Monday, June 29, 2009

Workers Unite!

As previously stated, I am keeping people updated on the CBC documentary, The Take. As a recap, the doc is about the worker's uprising in Argentina. In Argentina, jobs are scarce due to the collapse of the industrial sector which was brought about by contracts and agreements with the IMF.

Now, the labourers of these foreclosed factories are creating workers' assemblies to re-open the buildings and ensure their right to work. The workers refer to these assemblies as co-operatives: everybody has a say and everybody gets to work.



However, since the State and the Corporation are intrinsically linked, the workers are finding it very difficult to escape the bureaucratic process of making the factories 'legitimate'. This obstacle brings up the fundamental difference between the formal and informal markets.
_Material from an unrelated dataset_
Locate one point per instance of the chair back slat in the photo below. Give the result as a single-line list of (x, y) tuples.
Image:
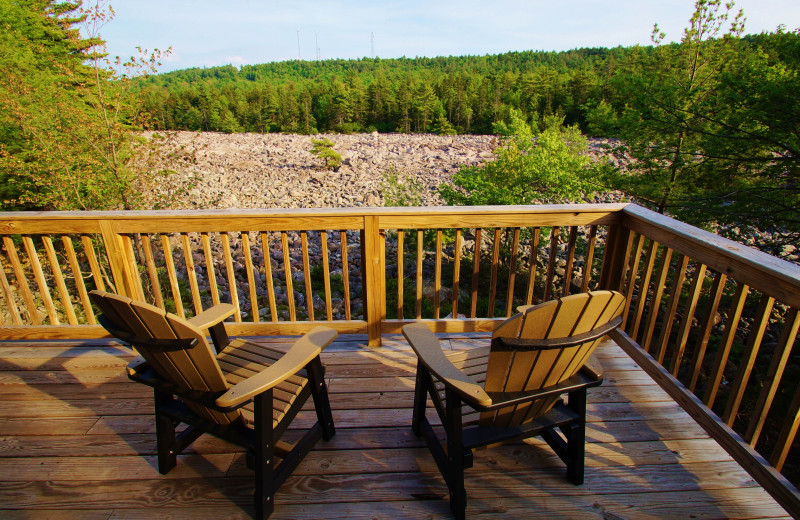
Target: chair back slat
[(189, 369), (531, 369)]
Formal markets are deemed legitimate by the State because they have completed and paid-off an authorized legal process. Informal markets are seen as illegitimate because of, what? Although safety and human rights regulations are benefits to the legitimization process, small businesses and entrepreneurs are failing in the market because they cannot afford legitimacy.

Secondly, those that can afford it are big businesses, major corporations, that also get tax relief and subsidies.

What about this legitimization process is fair?

Legitimacy should come from ownership of one's work and product as long as it does not impede or hurt another person's life.

Well, that is not really worth buying into, is it? How else would the rich get richer?